Zum Zeitpunkt des Kaufs des Gebäudes in der Filandastraße besteht die Missionsgesellschaft schon seit fast 15 Jahren und war bis dahin in unterschiedlichen Teilen des heutigen Berlins tätig.

Im Jahr 1889 und damit fünf Jahre nachdem Kamerun als deutsche Kolonie gewaltsam unterworfen wird, gründet der Prediger Eduard Scheve zunächst das Missionskomitee für Kamerun. Das Komitee soll die, vor allem von englischen Baptisten gegründeten, Gemeinden durch das Aussenden von „Material für Schulen, Gemeinde, Mission und für die Handwerker“ unterstützen.[3] Knapp neun Jahre später wird aus diesem Komitee die Missionsgesellschaft, die den ersten Missionar 1891 nach Kamerun aussendet. In den Satzungen der Gesellschaft heißt es, dass sie „den Zweck verfolgt, Missionare in die deutschen Kolonien zu senden, um den Eingeborenen das Evangelium zu predigen, sie zu unterrichten und aus ihrer Mitte Prediger und Lehrer heranzubilden.“[4]
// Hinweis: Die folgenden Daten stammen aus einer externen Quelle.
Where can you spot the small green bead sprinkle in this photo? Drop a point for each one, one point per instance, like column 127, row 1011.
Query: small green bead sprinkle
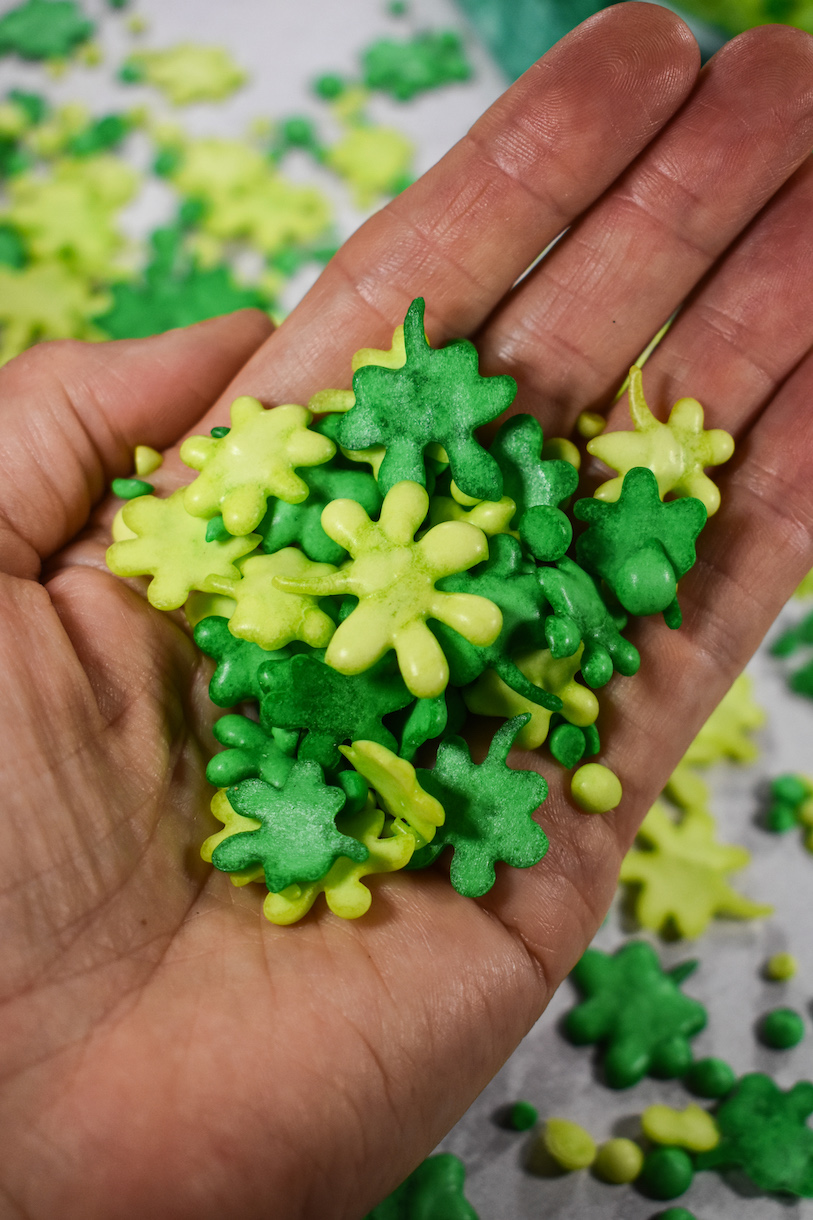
column 328, row 87
column 667, row 1173
column 618, row 1162
column 216, row 531
column 780, row 968
column 596, row 788
column 592, row 741
column 781, row 1029
column 780, row 818
column 567, row 744
column 709, row 1077
column 166, row 162
column 130, row 488
column 523, row 1116
column 131, row 73
column 791, row 789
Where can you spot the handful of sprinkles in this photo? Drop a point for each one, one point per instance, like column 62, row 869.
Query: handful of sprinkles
column 365, row 575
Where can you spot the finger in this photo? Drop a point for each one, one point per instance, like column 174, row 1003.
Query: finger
column 752, row 554
column 71, row 415
column 571, row 328
column 468, row 228
column 747, row 327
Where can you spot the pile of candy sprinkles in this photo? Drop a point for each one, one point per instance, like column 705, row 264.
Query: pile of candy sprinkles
column 365, row 574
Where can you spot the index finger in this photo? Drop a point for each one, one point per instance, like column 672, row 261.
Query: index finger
column 465, row 231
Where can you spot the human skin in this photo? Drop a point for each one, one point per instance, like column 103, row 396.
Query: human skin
column 164, row 1051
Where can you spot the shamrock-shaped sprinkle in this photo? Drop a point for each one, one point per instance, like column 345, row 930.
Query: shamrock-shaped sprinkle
column 393, row 577
column 764, row 1131
column 344, row 893
column 527, row 477
column 437, row 395
column 491, row 697
column 637, row 1011
column 398, row 789
column 237, row 676
column 675, row 452
column 270, row 615
column 256, row 459
column 250, row 753
column 433, row 1191
column 503, row 580
column 286, row 523
column 581, row 616
column 307, row 694
column 682, row 875
column 488, row 810
column 233, row 824
column 171, row 547
column 297, row 839
column 641, row 545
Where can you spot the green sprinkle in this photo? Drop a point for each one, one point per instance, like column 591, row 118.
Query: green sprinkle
column 130, row 488
column 216, row 531
column 328, row 87
column 709, row 1077
column 667, row 1173
column 523, row 1116
column 781, row 1029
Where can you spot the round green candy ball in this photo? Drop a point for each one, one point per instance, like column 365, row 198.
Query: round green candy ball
column 567, row 743
column 780, row 818
column 328, row 87
column 596, row 788
column 618, row 1160
column 523, row 1116
column 791, row 789
column 667, row 1173
column 711, row 1077
column 781, row 1029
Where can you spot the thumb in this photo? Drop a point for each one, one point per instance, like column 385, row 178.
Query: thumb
column 72, row 412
Im Jahr 1893 beginnt die Gesellschaft, und vor allem Eduard Scheve, damit „afrikanische Kinder nach Berlin kommen zu lassen.“[5] Sie sollen in Berlin ausgebildet werden – primär um später als Lehrer*innen oder Gehilf*innen in den Missionsschulen in Kamerun zu arbeiten.[6] Die Kameruner*innnen kommen dabei unter unterschiedlichen Bedingungen nach Berlin und bleiben unterschiedlich lange.[7] Während die Jungen direkt bei Scheve wohnen, der zu diesem Zeitpunkt in der Gubener Straße 11 in Friedrichshain lebt, werden die Mädchen in dem Diakonissenhaus Bethel untergebracht, das sich ebenfalls in Friedrichshain befindet.[8]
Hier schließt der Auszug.